Version control for poetic time travelers
August 28, 2012
Matthew McCullough leads Git workshops across the world. He recently visited Madison, Wisconsin to discuss and demonstrate advanced topics such as rerere merging, the reflog, interactive rebase, cherry-pick, show-branch, branch filtering, submodules, querying the log, refspecs, and path aliases.
However, to me, Matthew’s most fascinating observation is that Git excels at representing changes independently of time. It allows developers to tell a story that is somehow outside of time and space. Git intentionally separates the bureaucracy of time from the narrative of code.
The mechanism of this time travel is known as rebasing and like any time travel story one must be aware of paradox. We’ll see later how Git paradoxes arise and how to prevent them.
First a little background. When developers change code simultaneously and want to reconcile their changes they have two options: merging and rebasing. Merging preserves a record of actual time. Parallel branches show the passage of time, and come together at a merge commit. The graph-order of commits along each branch remain faithful to the order they happened.

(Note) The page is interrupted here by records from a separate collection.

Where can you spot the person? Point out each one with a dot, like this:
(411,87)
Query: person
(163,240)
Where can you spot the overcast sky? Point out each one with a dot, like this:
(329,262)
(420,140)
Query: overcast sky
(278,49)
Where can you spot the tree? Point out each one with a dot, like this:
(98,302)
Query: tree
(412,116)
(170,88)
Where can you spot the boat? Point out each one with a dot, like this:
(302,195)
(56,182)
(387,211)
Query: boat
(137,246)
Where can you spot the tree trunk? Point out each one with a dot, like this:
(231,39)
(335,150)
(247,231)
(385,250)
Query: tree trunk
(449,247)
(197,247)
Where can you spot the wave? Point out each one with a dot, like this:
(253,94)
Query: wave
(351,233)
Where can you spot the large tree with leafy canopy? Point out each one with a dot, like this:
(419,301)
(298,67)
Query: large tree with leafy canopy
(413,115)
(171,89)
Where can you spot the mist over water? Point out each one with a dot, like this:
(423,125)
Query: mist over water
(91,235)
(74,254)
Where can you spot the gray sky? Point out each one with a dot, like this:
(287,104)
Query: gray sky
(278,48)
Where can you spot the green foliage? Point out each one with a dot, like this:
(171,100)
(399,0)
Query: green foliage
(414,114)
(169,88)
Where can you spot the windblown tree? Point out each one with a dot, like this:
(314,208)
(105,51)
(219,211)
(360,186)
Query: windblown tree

If we think of code changes as telling a real story, a story like any we would read or tell in English, then why not analyze it as such? For instance, we can apply ideas from Aristotle’s Poetics when thinking about our code. Literate programming indeed.

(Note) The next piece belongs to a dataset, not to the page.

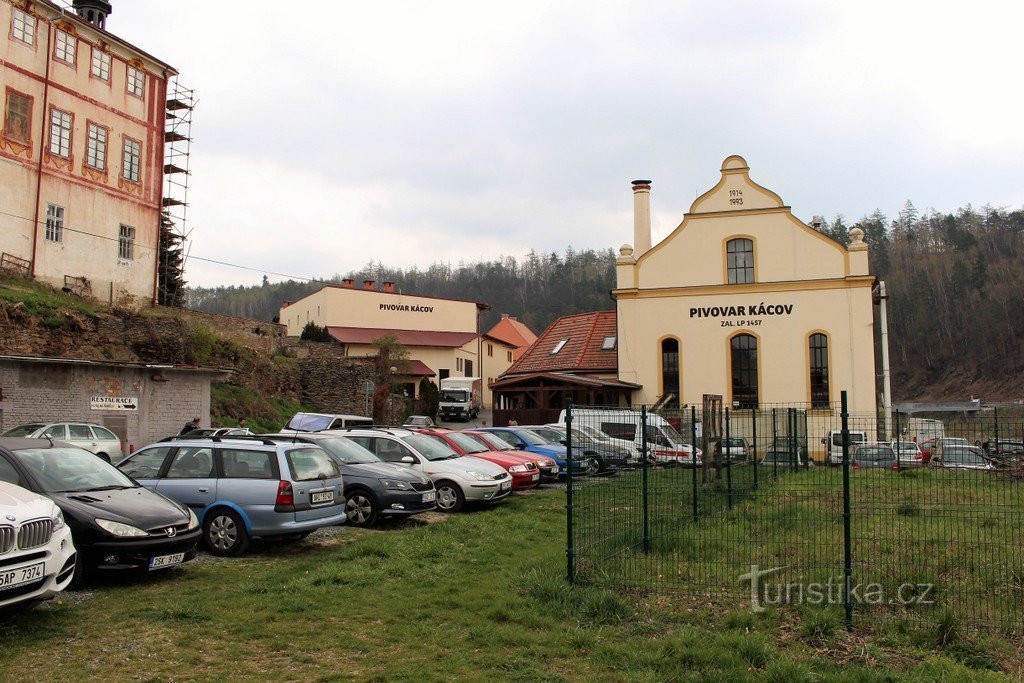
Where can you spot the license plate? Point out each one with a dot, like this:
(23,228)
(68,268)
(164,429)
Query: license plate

Let’s examine how a big merge functions in our “story.” Often the differences to be merged are substantial, and conflicts occur. One person often resolves all conflicts in a single commit. This should be familiar from literature – it’s called deus ex machina! A deeply troubled plot suddenly ends aright due to unexplained mysterious actions (in this case of a single individual). Aristotle criticizes this kind of plot device because the plot’s unraveling should arise from the plot itself.
In fact a big merge is worse than its literary counterpart. A merge can be opaque, encompassing so many aspects that only the person doing the merge knows how it all works. This is not good documentation.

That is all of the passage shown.